Ha sido una comparación habitual desde el lanzamiento (y enorme éxito) de Clair Obscur: Expedition 33, centrándose en sus combates por turnos y en las declaraciones de Square Enix, máximos responsables de la saga Final Fantasy, comentando que ya no interesan tanto a los jugadores. Aunque esa opinión es debatible y esta obra demuestra que continúan muy vigentes entre el gran público, creo que desvía la atención de lo que, precisamente, sí es una diferencia clave entre ambas obras: la emotividad y profundidad en historias y personajes.
Obviamente, los combates por turnos de Clair Obscur: Expedition 33 son parte de su grandeza, pero no es el elemento donde más destaca el juego de Sandfall o, mejor dicho, no es aquello que consigue hacerlo tan especial como para superar récord tras récord en lo que a premios se refiere: es su historia, emotiva, que golpea con fuerza, junto a un desarrollo de personajes sublime. Es una escritura muy fina que hace mucho tiempo que no percibo en ningún Final Fantasy.
Siempre suelo repetir lo mismo: nuestros juegos favoritos suelen ser aquellos que consiguieron conectar con nosotros a un nivel más profundo, generalmente a través de sus historias y personajes. Haz el ejercicio: ¿cuáles dirías que son tus videojuegos favoritos de toda tu vida? Seguro que una inmensa mayoría de ellos te asaltan la mente gracias a sus personajes, a su historia, a esos momento que te hicieron emocionarte... el sistema jugable no suele ser el factor más determinante.
Yo tengo un cariño muy especial a Final Fantasy VII y a Final Fantasy X, por ejemplo, y no especialmente por sus combates por turnos (que también me encantan). Creo que ocurre lo mismo con Expedition 33: su sistema de combate es una parte importante de su esplendor, pero lo que consigue que traspase las barreras más emocionales está más allá, en algo mucho más intangible.
Crear personajes complejos, tratar temas pocas veces vistos en la industria, generar momentos mágicos... son aquellos elementos que marcan la diferencia en obras como Clair Obscur: Expedition 33, y que también lo hacían en su momento en la saga Final Fantasy. Ahora, en las últimas entregas de la saga de Square Enix, encuentro personajes mucho más planos, con un desarrollo inexistente, diálogos vacíos y un enfoque en el espectáculo más gratuito que pervierte esa sensación de intimidad, impidiendo que afloren las emociones.
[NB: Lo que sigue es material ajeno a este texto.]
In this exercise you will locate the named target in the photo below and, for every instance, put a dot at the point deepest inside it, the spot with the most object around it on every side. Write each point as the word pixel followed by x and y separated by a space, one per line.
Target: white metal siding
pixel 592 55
Sólo en ciertos momentos de los últimos remakes de Final Fantasy VII he encontrado esta sutileza en la narración y he sentido que la historia y sus personajes me emocionaban. Si hubiese conseguido ir más allá, su sistema de combate me hubiese dado igual. No deja de ser una percepción y gusto personal: ¿disfrutas más con los turnos o con la acción más directa? Si Expedition 33 tuviera el sistema de combate de Final Fantasy XVI, quizás, hubiese pegado de una forma muy parecida a nivel emocional. Es probable que dentro de unos años nos siguiéramos acordando de él al igual que de otras muchas obras que no destacan tanto a nivel jugable.
Puede que se esté criticando a Final Fantasy por los motivos incorrectos. Te puede gustar más o menos el sistema de combate de Final Fantasy XVI o de los últimos remakes, y puedes poner a Clair Obscur: Expedition 33 como ejemplo de que Square Enix se equivoca con su percepción acerca de los enfrentamientos por turnos... pero lo que le falta a la saga que nos ha dado recuerdos tan bonitos a lo largo de toda nuestra vida es una magia en la escritura que sí parece haber perdido. Ahí es donde los juegos pegan fuerte y superan los umbrales de lo meramente jugable, convirtiéndolos en obras memorables. Eso, amigos de Square Enix, sí se ha diluido y ojalá regrese; ahí es donde tenéis que poner el foco.